Linear Algebra Functions That Nobody Asked For, But Here They Are.
Originally, I wrote these functions to verify some linear algebra exercises. As the number of functions grew, I created this repository. The functions are not efficient (it's plain R-code) nor have they been thoroughly tested. Besides, all these functions have been implemented more efficiently in other packages or even in base R. It is just a fun exercise for me to get a better understanding of linear algebra.
- The singular_value_decomposition function does not work correctly as the eigenvectors produced by R have a random sign, thus the matrix product PDQ^-1 (corresponds to UΣV^-1) does not reconstitute A. Solution: Implement sign-flip function from https://digital.library.unt.edu/ark:/67531/metadc900575/m2/1/high_res_d/920802.pdf.
Reduced row echelon forms for centering matrice, probably due to floating point errors. No, but it works now.The rref function does not return the reduced row echelon form, since it does not set free variables, which are located above a pivot to zero. Solution: Repeat Gaussian Elimination for free variables.The generalized_inverse function, I am still trying to find a way to find a nonsingular matrix in A without using the builtin function qr. Once rref works fine, this can be used to find rank r and consequetnly to find a submatrix by checking, which rxr submatrix has a determinant > 0.Once rref works, rewrite rank_Matrix.
- create_basis: Create a set of linear independent vectors that span a real vector-space.
- is_pos_def: Checks whether a matrix A is positive definite.
- mat_pow: Calculate powers of some matrix A.
- canonical_form: Compute the decomposition of a matrix A into UDU^-1, where U is the matrix of eigenvectors and the diagonal matrix D, the similar canonical form, containing the eigenvalues of A.
- fast_exp: Fast exponentiation using the similar canonical form.
- lin_dep_Cautchy_Schwartz: Checks for the Cautchy-Schwartz-Inequality between two vectors or between rows/cols of matrix to check for linear dependence.
- adjugate: Creates an adjugate matrix of some matrix A.
- generalized_inverse: Create generalized inverses of any matrix A. Needs more testing.
- check_Penrose_cond: Check for the four Penrose condition for matrix inverses, i.e. A = AMA, M = MAM, AM = (AM)^T, MA = (MA)^T
- inverse: Creates an inverse of a nonsingular matrix A.
- orthogonalize: Create an orthogonal matrix from some matrix A. Used for my SVD implementation (computations of AA^T and A^TA).
- rank_matrix: Compute rank of matrix.
- singular_value_decomposition: Does not work yet, I need to solve the problem of the sign ambiguity of eigenvector calculations.
- find_zero_vectors: Find zero-vectors in a matrix using vector norm.
- ref: Reduce some matrix A to row echelon form. Used for rank_Matrix, because its quicker than rref.
- rref: Reduce some matrix A to reduced row echelon form. Validated to some extent... Needs more testing.
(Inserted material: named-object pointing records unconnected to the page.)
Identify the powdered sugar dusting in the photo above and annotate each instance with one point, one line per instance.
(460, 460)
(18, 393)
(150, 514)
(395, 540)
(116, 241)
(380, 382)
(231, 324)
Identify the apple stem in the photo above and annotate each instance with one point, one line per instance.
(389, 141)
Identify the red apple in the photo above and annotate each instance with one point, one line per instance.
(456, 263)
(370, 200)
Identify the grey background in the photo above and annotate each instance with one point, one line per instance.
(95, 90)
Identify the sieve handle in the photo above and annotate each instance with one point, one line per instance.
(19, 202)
- plot_eigenvec: Plots eigenvalues of a 2x2 matrix.
- plot_matrix_transformation: Plots vectors x and y as in Ax=y, where A is 2x2.
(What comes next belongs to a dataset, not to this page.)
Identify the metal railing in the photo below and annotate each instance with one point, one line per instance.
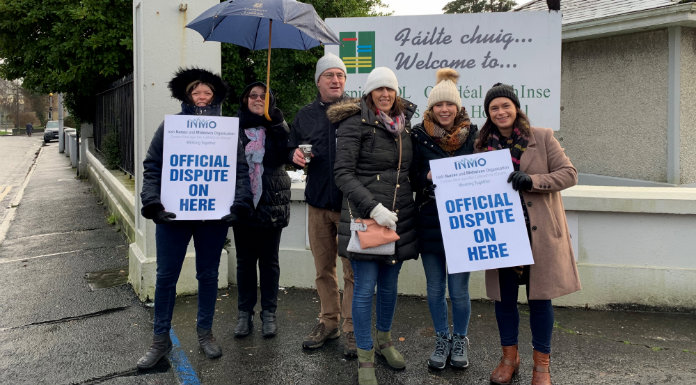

- compare_floats: Compare equality of floats. Principle: Compare absolute difference of two floats to a tolerance value (default = 1e-06).
- swap: Swap rows in a some matrix A. Used in rref.
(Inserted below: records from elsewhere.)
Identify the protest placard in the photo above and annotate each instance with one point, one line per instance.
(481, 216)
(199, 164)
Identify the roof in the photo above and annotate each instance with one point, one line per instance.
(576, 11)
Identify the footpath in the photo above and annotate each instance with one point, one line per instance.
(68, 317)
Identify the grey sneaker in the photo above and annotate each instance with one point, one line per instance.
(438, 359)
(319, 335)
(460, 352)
- add_to_bottom: Add rows to the bottom of a matrix A. Used in rref.
- col_is_all_zero: Check (TRUE/FALSE) whether a column is all zeros. Used in rref.
- gaussian_elimination: Performs Gaussian elimination on non-zero rows of a matrix. Used in rref.
- swap_zero_vectors: Combination of find_Zero_Vectors and add_to_bottom used to rearrange rows in rref.
- remove_parallel_vectors: Remove parallel vectors (rows or cols) in a matrix based on the Cautchy Schwartz Equality. Used in rref.